E se a dúvida bater fora do horário comercial, ligar é sempre melhor que esperar. Encontre veterinários e clínicas na sua cidade no guia, com telefone e WhatsApp.
Fontes desta matéria
Este texto foi escrito a partir de literatura veterinária internacional, porque os dados quantitativos (teor por tipo de chocolate, faixas de dose e sazonalidade) são pouco divulgados em português:
- Merck Veterinary Manual — Chocolate Toxicosis in Animals: teores por tipo, faixas de dose, meia-vida e tratamento.
- Veterinary Poisons Information Service (Reino Unido): limiares revisados de tratamento e estatísticas de casos.
- Noble et al., Veterinary Record (2017): risco de exposição no Natal e na Páscoa.
- Tierklinik Zweibrücken (Alemanha): sazonalidade europeia e metabolização da teobromina.
- Washington State University — Veterinary Teaching Hospital: sinais clínicos e conduta.
No Brasil, a rede de Centros de Informação e Assistência Toxicológica atende 24 horas pelo 0800 722 6001. O foco da rede é a intoxicação humana, mas vários centros estaduais orientam médicos-veterinários e registram casos em animais. Isso não substitui o atendimento clínico: ligue para o seu veterinário primeiro.
Perguntas frequentes
Meu cachorro comeu um pedacinho de chocolate ao leite. Preciso me preocupar?
Faça a conta antes de decidir. Chocolate ao leite tem cerca de 2,3 mg de teobromina por grama: um bombom de 12 g num cão de 20 kg dá pouco mais de 1 mg/kg, sem risco de intoxicação. O mesmo bombom num filhote de 2 kg já muda de figura. Em cão pequeno, filhote, idoso ou cardiopata, ligue de qualquer forma.
Quanto tempo depois aparecem os sintomas?
Em geral entre 2 e 12 horas, com a janela de 6 a 12 horas como a mais comum.

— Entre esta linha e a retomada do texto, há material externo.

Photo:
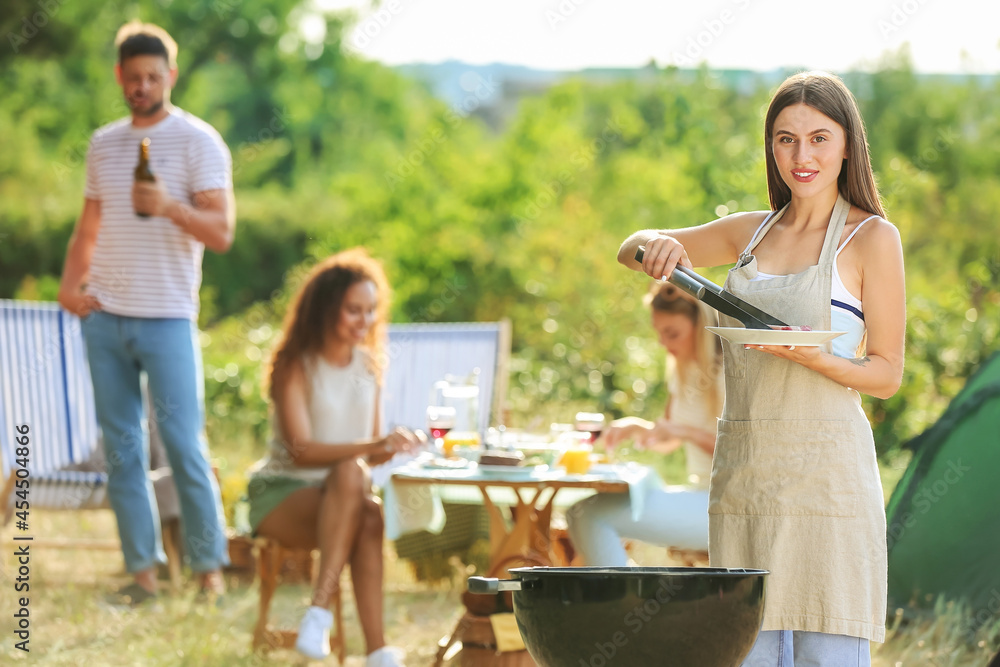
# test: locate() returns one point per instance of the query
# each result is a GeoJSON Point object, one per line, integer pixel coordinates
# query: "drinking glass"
{"type": "Point", "coordinates": [440, 420]}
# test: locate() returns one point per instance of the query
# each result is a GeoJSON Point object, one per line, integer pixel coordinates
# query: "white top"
{"type": "Point", "coordinates": [149, 267]}
{"type": "Point", "coordinates": [690, 406]}
{"type": "Point", "coordinates": [341, 411]}
{"type": "Point", "coordinates": [846, 311]}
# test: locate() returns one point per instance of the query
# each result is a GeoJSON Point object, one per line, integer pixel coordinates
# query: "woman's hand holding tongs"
{"type": "Point", "coordinates": [662, 254]}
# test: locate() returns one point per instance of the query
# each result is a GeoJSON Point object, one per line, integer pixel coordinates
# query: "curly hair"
{"type": "Point", "coordinates": [315, 310]}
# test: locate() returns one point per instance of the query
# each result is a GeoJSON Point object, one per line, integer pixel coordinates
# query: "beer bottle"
{"type": "Point", "coordinates": [142, 171]}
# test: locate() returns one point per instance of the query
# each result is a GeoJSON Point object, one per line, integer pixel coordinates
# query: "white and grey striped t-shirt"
{"type": "Point", "coordinates": [150, 267]}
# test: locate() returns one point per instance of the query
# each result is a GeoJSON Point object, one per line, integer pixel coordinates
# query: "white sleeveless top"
{"type": "Point", "coordinates": [341, 411]}
{"type": "Point", "coordinates": [846, 311]}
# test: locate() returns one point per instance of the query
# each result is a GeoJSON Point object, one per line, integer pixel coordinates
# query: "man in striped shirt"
{"type": "Point", "coordinates": [132, 274]}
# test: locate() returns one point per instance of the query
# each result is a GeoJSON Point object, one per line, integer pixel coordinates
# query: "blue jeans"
{"type": "Point", "coordinates": [168, 352]}
{"type": "Point", "coordinates": [787, 648]}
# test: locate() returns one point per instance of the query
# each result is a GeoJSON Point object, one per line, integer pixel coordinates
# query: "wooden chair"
{"type": "Point", "coordinates": [419, 355]}
{"type": "Point", "coordinates": [273, 564]}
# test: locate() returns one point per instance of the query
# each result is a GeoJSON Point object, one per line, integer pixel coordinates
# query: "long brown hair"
{"type": "Point", "coordinates": [702, 372]}
{"type": "Point", "coordinates": [828, 94]}
{"type": "Point", "coordinates": [315, 310]}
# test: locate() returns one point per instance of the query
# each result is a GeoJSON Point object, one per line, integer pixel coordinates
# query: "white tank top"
{"type": "Point", "coordinates": [341, 410]}
{"type": "Point", "coordinates": [690, 406]}
{"type": "Point", "coordinates": [846, 311]}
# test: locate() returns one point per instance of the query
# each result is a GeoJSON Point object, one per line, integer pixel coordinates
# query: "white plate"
{"type": "Point", "coordinates": [742, 336]}
{"type": "Point", "coordinates": [512, 472]}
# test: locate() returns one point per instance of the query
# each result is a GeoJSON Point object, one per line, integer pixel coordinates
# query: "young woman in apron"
{"type": "Point", "coordinates": [795, 487]}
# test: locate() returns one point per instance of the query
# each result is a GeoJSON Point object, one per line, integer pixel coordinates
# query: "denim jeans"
{"type": "Point", "coordinates": [120, 349]}
{"type": "Point", "coordinates": [787, 648]}
{"type": "Point", "coordinates": [674, 516]}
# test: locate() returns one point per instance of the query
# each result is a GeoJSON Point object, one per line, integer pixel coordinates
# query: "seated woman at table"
{"type": "Point", "coordinates": [314, 489]}
{"type": "Point", "coordinates": [674, 516]}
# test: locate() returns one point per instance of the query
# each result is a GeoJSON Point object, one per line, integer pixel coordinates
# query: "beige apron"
{"type": "Point", "coordinates": [795, 486]}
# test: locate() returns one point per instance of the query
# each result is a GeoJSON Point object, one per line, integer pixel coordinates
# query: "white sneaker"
{"type": "Point", "coordinates": [387, 656]}
{"type": "Point", "coordinates": [314, 633]}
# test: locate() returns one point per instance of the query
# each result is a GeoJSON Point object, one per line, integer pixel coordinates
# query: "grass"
{"type": "Point", "coordinates": [71, 625]}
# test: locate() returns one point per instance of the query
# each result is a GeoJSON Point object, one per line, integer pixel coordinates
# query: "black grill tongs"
{"type": "Point", "coordinates": [725, 302]}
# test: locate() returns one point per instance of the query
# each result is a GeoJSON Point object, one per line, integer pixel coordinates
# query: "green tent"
{"type": "Point", "coordinates": [944, 515]}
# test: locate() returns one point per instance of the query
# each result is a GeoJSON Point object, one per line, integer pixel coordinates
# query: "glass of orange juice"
{"type": "Point", "coordinates": [454, 439]}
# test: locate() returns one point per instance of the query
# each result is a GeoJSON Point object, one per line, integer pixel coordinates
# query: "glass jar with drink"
{"type": "Point", "coordinates": [590, 422]}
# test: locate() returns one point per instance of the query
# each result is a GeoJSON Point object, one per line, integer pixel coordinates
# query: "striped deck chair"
{"type": "Point", "coordinates": [45, 385]}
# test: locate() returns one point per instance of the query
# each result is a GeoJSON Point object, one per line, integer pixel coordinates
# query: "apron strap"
{"type": "Point", "coordinates": [762, 231]}
{"type": "Point", "coordinates": [834, 230]}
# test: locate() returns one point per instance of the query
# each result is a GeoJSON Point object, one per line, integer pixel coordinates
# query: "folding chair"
{"type": "Point", "coordinates": [45, 385]}
{"type": "Point", "coordinates": [419, 355]}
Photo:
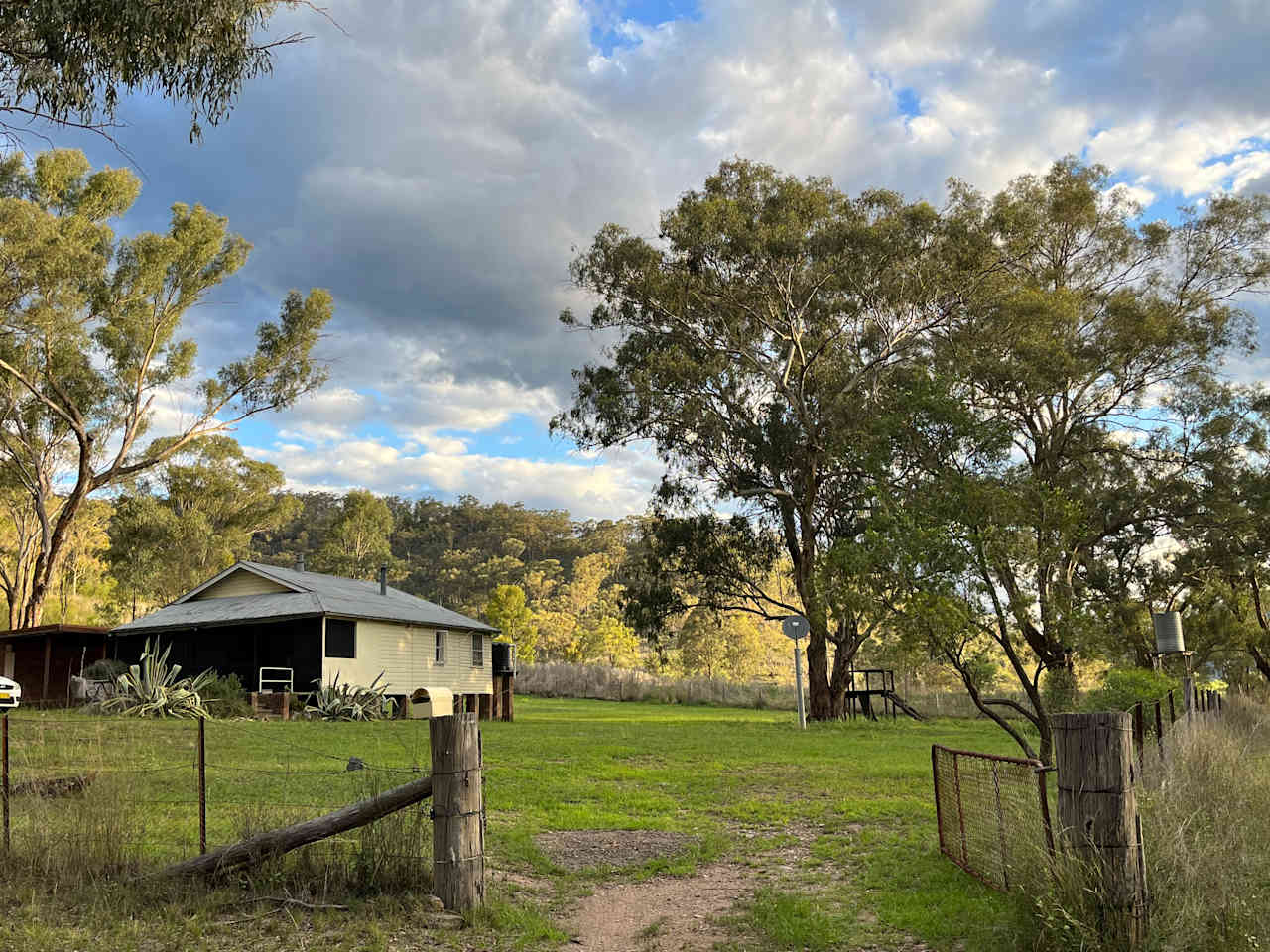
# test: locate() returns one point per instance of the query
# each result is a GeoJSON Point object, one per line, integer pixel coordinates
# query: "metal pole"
{"type": "Point", "coordinates": [202, 785]}
{"type": "Point", "coordinates": [798, 684]}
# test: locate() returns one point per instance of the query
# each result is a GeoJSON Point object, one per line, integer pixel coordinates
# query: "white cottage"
{"type": "Point", "coordinates": [276, 627]}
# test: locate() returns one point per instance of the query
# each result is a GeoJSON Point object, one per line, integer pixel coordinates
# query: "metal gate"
{"type": "Point", "coordinates": [992, 814]}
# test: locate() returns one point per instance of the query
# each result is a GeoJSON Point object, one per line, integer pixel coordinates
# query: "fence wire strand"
{"type": "Point", "coordinates": [123, 793]}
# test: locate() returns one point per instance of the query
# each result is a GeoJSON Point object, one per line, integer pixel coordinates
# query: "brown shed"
{"type": "Point", "coordinates": [44, 658]}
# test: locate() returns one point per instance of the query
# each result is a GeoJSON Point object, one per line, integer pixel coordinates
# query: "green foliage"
{"type": "Point", "coordinates": [357, 539]}
{"type": "Point", "coordinates": [151, 688]}
{"type": "Point", "coordinates": [72, 62]}
{"type": "Point", "coordinates": [1124, 687]}
{"type": "Point", "coordinates": [198, 516]}
{"type": "Point", "coordinates": [226, 697]}
{"type": "Point", "coordinates": [93, 333]}
{"type": "Point", "coordinates": [506, 611]}
{"type": "Point", "coordinates": [349, 702]}
{"type": "Point", "coordinates": [769, 347]}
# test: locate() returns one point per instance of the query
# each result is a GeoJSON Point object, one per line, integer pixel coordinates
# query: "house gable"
{"type": "Point", "coordinates": [240, 581]}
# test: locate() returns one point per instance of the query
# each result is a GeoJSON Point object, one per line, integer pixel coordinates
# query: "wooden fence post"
{"type": "Point", "coordinates": [1097, 812]}
{"type": "Point", "coordinates": [457, 812]}
{"type": "Point", "coordinates": [1139, 735]}
{"type": "Point", "coordinates": [1160, 733]}
{"type": "Point", "coordinates": [202, 785]}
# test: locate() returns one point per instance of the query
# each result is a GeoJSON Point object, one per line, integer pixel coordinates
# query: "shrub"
{"type": "Point", "coordinates": [226, 697]}
{"type": "Point", "coordinates": [105, 669]}
{"type": "Point", "coordinates": [1124, 687]}
{"type": "Point", "coordinates": [153, 689]}
{"type": "Point", "coordinates": [349, 702]}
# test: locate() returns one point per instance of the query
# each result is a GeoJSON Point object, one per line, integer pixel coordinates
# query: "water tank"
{"type": "Point", "coordinates": [504, 658]}
{"type": "Point", "coordinates": [1169, 633]}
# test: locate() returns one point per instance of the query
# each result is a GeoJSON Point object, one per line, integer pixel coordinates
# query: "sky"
{"type": "Point", "coordinates": [436, 166]}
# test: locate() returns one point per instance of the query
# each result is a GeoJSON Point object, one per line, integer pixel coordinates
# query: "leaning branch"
{"type": "Point", "coordinates": [273, 843]}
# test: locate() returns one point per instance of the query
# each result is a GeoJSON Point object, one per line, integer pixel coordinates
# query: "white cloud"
{"type": "Point", "coordinates": [437, 164]}
{"type": "Point", "coordinates": [612, 485]}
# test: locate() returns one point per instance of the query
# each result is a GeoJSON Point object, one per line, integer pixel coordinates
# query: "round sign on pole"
{"type": "Point", "coordinates": [794, 626]}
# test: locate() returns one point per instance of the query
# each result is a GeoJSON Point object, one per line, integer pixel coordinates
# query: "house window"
{"type": "Point", "coordinates": [340, 638]}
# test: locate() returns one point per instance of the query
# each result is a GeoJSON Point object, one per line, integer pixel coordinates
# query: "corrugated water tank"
{"type": "Point", "coordinates": [1169, 633]}
{"type": "Point", "coordinates": [504, 658]}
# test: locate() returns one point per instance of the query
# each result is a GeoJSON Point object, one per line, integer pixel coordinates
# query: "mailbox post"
{"type": "Point", "coordinates": [795, 627]}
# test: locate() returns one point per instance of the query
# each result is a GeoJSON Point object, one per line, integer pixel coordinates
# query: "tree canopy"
{"type": "Point", "coordinates": [90, 338]}
{"type": "Point", "coordinates": [71, 61]}
{"type": "Point", "coordinates": [756, 341]}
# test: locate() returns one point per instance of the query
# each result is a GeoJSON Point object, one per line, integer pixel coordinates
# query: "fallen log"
{"type": "Point", "coordinates": [54, 787]}
{"type": "Point", "coordinates": [273, 843]}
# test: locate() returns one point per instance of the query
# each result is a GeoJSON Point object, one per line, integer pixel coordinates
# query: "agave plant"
{"type": "Point", "coordinates": [349, 702]}
{"type": "Point", "coordinates": [153, 689]}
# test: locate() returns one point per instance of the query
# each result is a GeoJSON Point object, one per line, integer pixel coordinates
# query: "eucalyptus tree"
{"type": "Point", "coordinates": [70, 61]}
{"type": "Point", "coordinates": [1089, 343]}
{"type": "Point", "coordinates": [191, 516]}
{"type": "Point", "coordinates": [90, 339]}
{"type": "Point", "coordinates": [358, 537]}
{"type": "Point", "coordinates": [758, 344]}
{"type": "Point", "coordinates": [1223, 571]}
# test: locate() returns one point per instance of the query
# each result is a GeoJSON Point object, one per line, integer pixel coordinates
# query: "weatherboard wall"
{"type": "Point", "coordinates": [405, 655]}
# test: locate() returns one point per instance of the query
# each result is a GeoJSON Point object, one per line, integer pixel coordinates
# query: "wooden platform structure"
{"type": "Point", "coordinates": [878, 687]}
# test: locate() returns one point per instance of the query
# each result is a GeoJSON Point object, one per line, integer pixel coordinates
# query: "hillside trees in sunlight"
{"type": "Point", "coordinates": [356, 542]}
{"type": "Point", "coordinates": [90, 339]}
{"type": "Point", "coordinates": [190, 518]}
{"type": "Point", "coordinates": [756, 344]}
{"type": "Point", "coordinates": [506, 611]}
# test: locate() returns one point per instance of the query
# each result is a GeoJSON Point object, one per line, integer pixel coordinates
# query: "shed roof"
{"type": "Point", "coordinates": [310, 594]}
{"type": "Point", "coordinates": [41, 630]}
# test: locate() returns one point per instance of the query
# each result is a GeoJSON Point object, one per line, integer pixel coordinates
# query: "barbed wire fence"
{"type": "Point", "coordinates": [993, 812]}
{"type": "Point", "coordinates": [86, 796]}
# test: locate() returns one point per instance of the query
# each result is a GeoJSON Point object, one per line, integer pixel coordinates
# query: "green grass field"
{"type": "Point", "coordinates": [834, 828]}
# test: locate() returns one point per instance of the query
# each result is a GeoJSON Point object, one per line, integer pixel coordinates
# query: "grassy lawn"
{"type": "Point", "coordinates": [834, 826]}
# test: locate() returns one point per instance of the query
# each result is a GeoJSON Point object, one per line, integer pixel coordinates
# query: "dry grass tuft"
{"type": "Point", "coordinates": [1206, 821]}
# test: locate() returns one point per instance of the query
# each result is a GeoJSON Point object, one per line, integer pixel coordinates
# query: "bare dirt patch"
{"type": "Point", "coordinates": [667, 914]}
{"type": "Point", "coordinates": [580, 849]}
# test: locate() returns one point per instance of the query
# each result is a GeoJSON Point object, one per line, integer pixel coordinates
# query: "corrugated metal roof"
{"type": "Point", "coordinates": [318, 594]}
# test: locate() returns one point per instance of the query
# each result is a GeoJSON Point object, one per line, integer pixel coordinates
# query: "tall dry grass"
{"type": "Point", "coordinates": [602, 683]}
{"type": "Point", "coordinates": [1206, 823]}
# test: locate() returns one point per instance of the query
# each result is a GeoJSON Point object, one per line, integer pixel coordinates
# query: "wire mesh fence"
{"type": "Point", "coordinates": [992, 814]}
{"type": "Point", "coordinates": [89, 794]}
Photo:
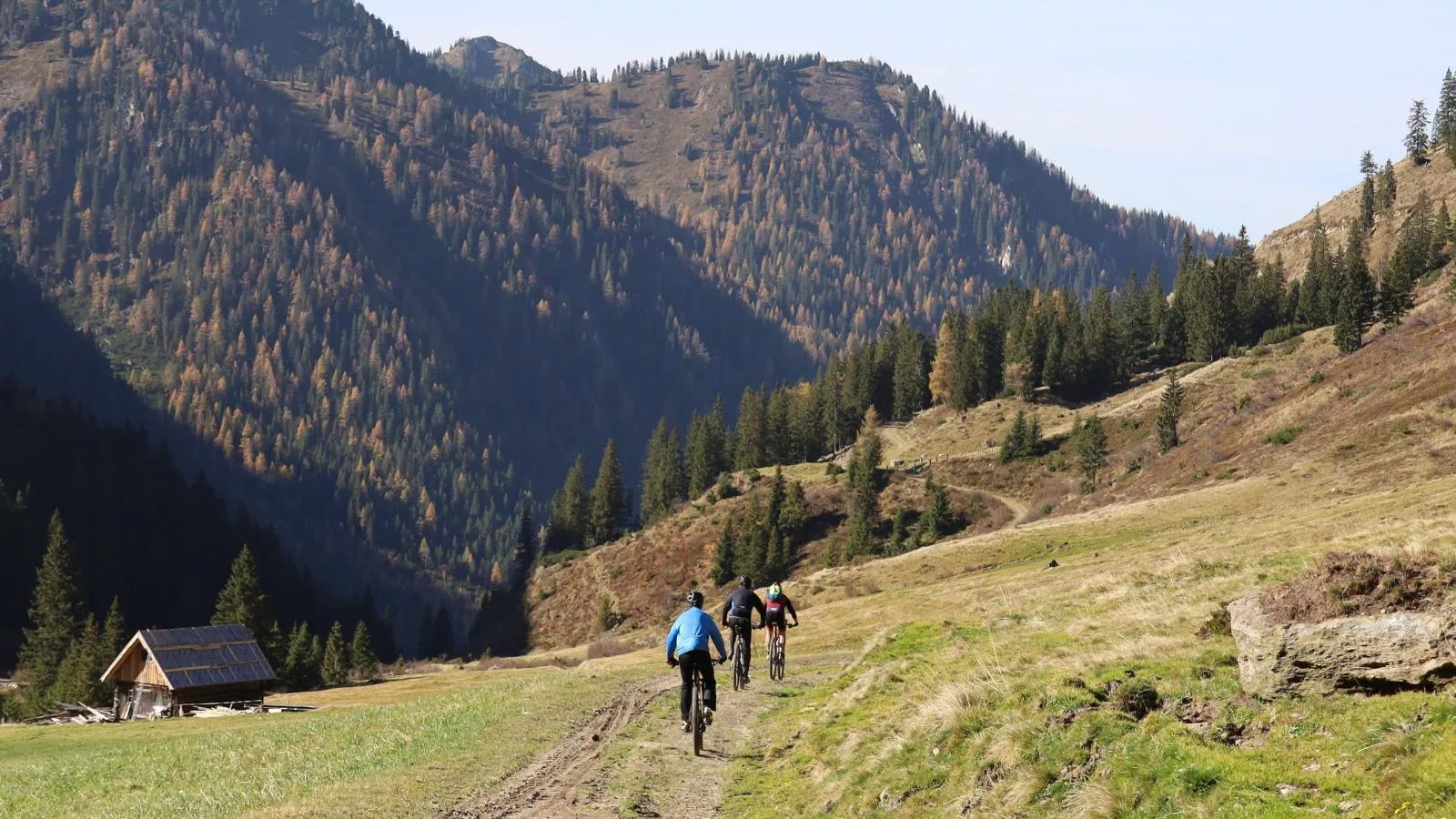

Como a meia-vida da teobromina no cão é de cerca de 17,5 horas, os sinais podem durar até 72 horas nos casos moderados. Esperar o sintoma aparecer para agir é justamente o erro: a descontaminação só ajuda cedo.
Posso fazer meu cachorro vomitar em casa?
Não sem orientação veterinária. Sal pode causar intoxicação por sódio e convulsão; água oxigenada na dose errada provoca gastrite hemorrágica. Além disso, induzir vômito é contraindicado em cão prostrado, convulsionando ou já com sinais neurológicos. Ligue primeiro.
Chocolate branco é perigoso para cachorro?
Do ponto de vista da teobromina, praticamente não: são cerca de 0,04 mg por grama, o que torna a intoxicação improvável. Mas continua sendo gordura e açúcar em dose alta, com risco de vômito, diarreia e até pancreatite — e a embalagem pode obstruir o intestino.
E se ele comeu o chocolate com a embalagem?
Avise o veterinário. Papel-alumínio, plástico e forminha podem causar obstrução intestinal, que às vezes é o problema mais sério do episódio. Se aparecerem vômitos repetidos, barriga tensa ou parada de evacuação nos dias seguintes, volte à clínica.
Meu cachorro comeu chocolate ontem e está bem. Passou o risco?
Se passaram mais de 24 horas sem nenhum sinal, o risco de intoxicação grave por teobromina é baixo. Vale seguir observando por mais um ou dois dias: pancreatite pela gordura e obstrução por embalagem podem aparecer depois. Qualquer vômito persistente, apatia ou dor abdominal é motivo de consulta.